お弁当も、朝からコロッケを揚げ、ハンバーグを作り、袋状にしてゴムで縛り、タレ付きで持たせてくれました。

でも、30代・40代は猛烈に働いていた母は、
「レパートリーは少なかったし、派手なもの以外は、そんなに作ってこれなかった。上手く作れへんかった」
とも言っていました。

目に見えない「陰」は、病気になるまで気づかれない

時代や社会の影響もありました。
「これからの女性はキャリアが大事」
「家事を時短できる人が、できる人」
そんなメディアの刷り込みも、確かにありました。

お金のように目に見える成果は「陽」。
家庭内の食事は「陰」。
病気になるまで、見えない「陰」です。

運動不足も同じです。
蓄積は、サイレントキラーになります。

父はずっと車通勤で、運動量が少なく、60代で足に疾患が出ました。
筋力をつけるために、砂袋を足に巻いて筋トレをしていました。

私自身も、PCの前に座りっぱなしの生活で体に支障が出て、運動を意識し始めたのは10年ほど前です。
クロスロードバイクで10キロほど走るようになりました。
気づいたときに始められて、本当によかったと思っています。
未病の段階で、対処できることで大事に至らなかったともいえます。

忙しさや甘いものや加工食品は、「脾」を酷使します。消化吸収を担う場所が疲れれば、体も心も余裕を失っていくのは当然だったと思います。加工ものや甘味に加え座りっぱなしも湿が溜まる痰湿の体質に偏りがちです。

海外の食を知って、砂糖の問題が腑に落ちた

インドに行ったとき、甘すぎるお菓子に辟易しました。
砂糖の量です。
糖尿病が国民病になっているのも、納得できます。

一方、ベトナムでは、肥満の人をほとんど見かけませんでした。
米の食文化、米麺、炭火焼きの肉。
日常の食事が、そのまま体型に表れていると感じました。

甘さは、感動を生み、依存も生む

十代の頃、砂糖を控えたお菓子作りをしていたとき。
薬膳のお菓子を作って販売していたとき。

毎回、同じ驚きがあります。
人が甘さを「甘い」と感知するには、保存性を持たせるには、粉にこれほどの砂糖を入れなければならないのか。
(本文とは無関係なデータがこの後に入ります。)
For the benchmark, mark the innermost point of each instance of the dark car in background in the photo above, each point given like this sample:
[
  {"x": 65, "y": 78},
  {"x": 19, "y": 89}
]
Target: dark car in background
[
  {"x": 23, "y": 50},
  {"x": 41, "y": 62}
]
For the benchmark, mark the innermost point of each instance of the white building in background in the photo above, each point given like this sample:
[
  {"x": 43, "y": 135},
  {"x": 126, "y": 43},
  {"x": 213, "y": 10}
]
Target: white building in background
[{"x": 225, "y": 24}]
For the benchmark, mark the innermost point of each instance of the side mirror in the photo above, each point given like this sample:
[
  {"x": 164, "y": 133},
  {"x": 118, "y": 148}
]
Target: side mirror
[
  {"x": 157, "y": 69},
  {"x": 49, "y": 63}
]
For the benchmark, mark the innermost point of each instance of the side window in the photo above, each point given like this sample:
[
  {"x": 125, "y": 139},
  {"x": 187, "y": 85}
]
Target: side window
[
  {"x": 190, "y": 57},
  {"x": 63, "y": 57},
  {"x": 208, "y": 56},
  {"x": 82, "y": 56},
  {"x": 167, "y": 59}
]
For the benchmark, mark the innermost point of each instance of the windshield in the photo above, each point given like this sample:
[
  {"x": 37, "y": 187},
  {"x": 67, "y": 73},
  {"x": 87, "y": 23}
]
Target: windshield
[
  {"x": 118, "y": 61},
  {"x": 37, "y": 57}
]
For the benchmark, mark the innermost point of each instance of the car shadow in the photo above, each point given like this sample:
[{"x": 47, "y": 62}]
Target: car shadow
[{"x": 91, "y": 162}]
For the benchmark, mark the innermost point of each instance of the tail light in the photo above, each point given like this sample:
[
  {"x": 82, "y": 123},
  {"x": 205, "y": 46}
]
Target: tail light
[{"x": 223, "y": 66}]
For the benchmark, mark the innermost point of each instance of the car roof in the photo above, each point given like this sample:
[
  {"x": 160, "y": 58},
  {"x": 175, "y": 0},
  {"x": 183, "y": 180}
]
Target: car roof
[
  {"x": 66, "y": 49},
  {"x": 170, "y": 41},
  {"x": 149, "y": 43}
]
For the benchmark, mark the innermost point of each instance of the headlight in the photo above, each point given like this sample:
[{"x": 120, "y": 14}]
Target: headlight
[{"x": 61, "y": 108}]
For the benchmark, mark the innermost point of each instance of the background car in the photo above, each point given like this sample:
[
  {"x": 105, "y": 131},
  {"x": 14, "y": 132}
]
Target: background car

量として可視化されると、その事実がはっきりと認識できます。

そして、依存は経済を回します。

デパートのショーウィンドウに並ぶ、きらきらしたスイーツ。
贈られた人が感動するブランドロゴと美しいパッケージ。
フルーツや抹茶、生クリームの甘さに癒される瞬間。

でも、そのときめきは一瞬です。
その積み重ねが、静かにエイジングを加速させる。

この一連の流れとメカニズムを理解してから、私は変わりました。
誘惑されても、甘いものは月に一度のティータイムで十分。
楽しみながら、依存しない。
それが、今は可能になっています。

未病の段階で立て直す 疾患があるなら徹底する

水道の蛇口が調子悪くなった時、雨漏りのようにぽつぽつ漏れる雫をバケツに溜めていました。1時間ぐらいですぐ一杯になりました。「食の積み重ねってこれだな。」と思って、ある意味怖いと思いました。
健康情報は、大きく修正されながらアップデートされていきます。
薬膳は、理にかなったものですが、足りない情報も沢山あります。栄養学や小麦粉、甘味料、植物性油脂、乳製品を排除する4毒抜きも取り入れつつ身体の環境を綺麗にしておきたいというのが現時点での私のやり方です。
忙しさで精一杯だったあの頃の自分を、私はもう責め過ぎません。
でも、同じように走っている誰かや悩みを抱えてる人には、
「食は後回しにし過ぎないほうがいい」と伝えたいです。